Crysis 2 wiederum, das ebenfalls über EA in den Handel kam und dementsprechend ähnliche interne Publisher-Anforderungen erfüllen dürfte wie jetzt Battlefield 3, läuft bei hohen Details und 1.920 x 1.200 Bildpunkten mit einer Geforce GTX 560 Ti, einem etwa 3,0 GHz flotten Vierkerner und 512 MB Arbeitsspeicher bei etwa 30 bis 35 Frames pro Sekunde flüssig. Sollte Battlefield 3 also tatsächlich in einigen DX-11-Bereichen sogar etwas geringere Ansprüche aufweisen und etwa sechs Monate nach Crysis 2 an anderer Stelle (wie den Texturen, Kantenglättung etc.) noch etwas zugelegt haben, könnte sich der Shooter ein wenig über dem Hunger eines Crysis 2 einordnen. Extreme Auflösungen und sehr hohe Details lassen sowieso meistens nur Flaggschiffe wie Nvidias Geforce GTX 580 und aufwärts zu, das dürfte auch bei BF3 nicht anders sein.

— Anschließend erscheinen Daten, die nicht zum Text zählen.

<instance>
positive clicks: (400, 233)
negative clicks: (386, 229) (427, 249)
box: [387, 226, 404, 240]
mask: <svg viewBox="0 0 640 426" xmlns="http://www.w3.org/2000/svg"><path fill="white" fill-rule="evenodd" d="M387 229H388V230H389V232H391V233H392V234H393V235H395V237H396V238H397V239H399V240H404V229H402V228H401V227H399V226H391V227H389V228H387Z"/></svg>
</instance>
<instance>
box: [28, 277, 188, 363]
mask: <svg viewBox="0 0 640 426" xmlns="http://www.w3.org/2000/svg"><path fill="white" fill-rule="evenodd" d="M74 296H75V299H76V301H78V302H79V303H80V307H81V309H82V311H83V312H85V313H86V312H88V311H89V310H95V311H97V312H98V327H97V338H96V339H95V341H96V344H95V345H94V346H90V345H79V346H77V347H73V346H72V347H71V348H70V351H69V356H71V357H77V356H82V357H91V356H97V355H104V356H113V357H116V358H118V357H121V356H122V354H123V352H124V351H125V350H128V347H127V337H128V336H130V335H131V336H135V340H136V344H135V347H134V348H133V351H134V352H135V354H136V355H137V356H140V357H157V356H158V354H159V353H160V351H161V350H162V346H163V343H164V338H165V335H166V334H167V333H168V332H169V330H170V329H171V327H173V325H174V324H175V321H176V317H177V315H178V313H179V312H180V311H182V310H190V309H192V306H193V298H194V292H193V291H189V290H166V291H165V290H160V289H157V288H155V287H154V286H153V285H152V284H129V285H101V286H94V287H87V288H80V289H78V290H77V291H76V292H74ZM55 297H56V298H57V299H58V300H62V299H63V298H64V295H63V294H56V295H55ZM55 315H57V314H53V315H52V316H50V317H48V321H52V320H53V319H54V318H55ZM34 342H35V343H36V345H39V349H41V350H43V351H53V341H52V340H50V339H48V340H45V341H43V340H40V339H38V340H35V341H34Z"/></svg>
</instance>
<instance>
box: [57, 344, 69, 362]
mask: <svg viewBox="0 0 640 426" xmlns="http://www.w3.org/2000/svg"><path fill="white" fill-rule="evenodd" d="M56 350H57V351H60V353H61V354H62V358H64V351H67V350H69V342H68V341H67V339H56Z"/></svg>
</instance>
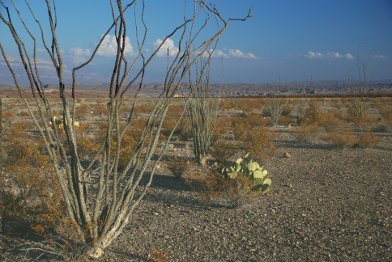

Unrealistisch ist eine Hardware-Fressmaschine wie der erste Crysis-Teil, der selbst Jahre nach Veröffentlichung zu den hungrigsten Spielen gehörte. Das liegt in erster Linie daran, dass die aktuelle Grafikgeneration von Nvidia (GTX 580) sowie die Dual-GPU-Riesen GTX 590 und AMD Radeon HD 6990 sehr viel Kraftreserven bereithalten, die bisher noch kein Spiel voll ausschöpfen konnte. Crysis traf dagegen auf eine Grafikkartengeneration ohne viel Performance-Spielraum nach oben, gemessen an den damaligen Spielen.

Was ist zu erwarten?

Battlefield 3 wird kein Leichtgewicht, sofern ihr eine anspruchsvolle Grafik abrufen wollt. Dafür sprechen die integrierten Features. In Anbetracht der bisherigen Informationen vom DICE-Entwickler, der Screenshots und der technischen Sprünge bisheriger Shooter wie Crysis 2 sollte es beim anrollenden Shooter aber kein böses Erwachen wie beispielsweise beim ersten Crysis-Teil geben. Eine solide, schon etwas in die Jahre gekommene Grafikkarte dürfte ausreichen, profitieren könnten vor allem Besitzer eines Vierkernprozessors. Die Frage ist eigentlich nur, auf welche Grafikeinbußen sich schwächere PCs gefasst machen müssen.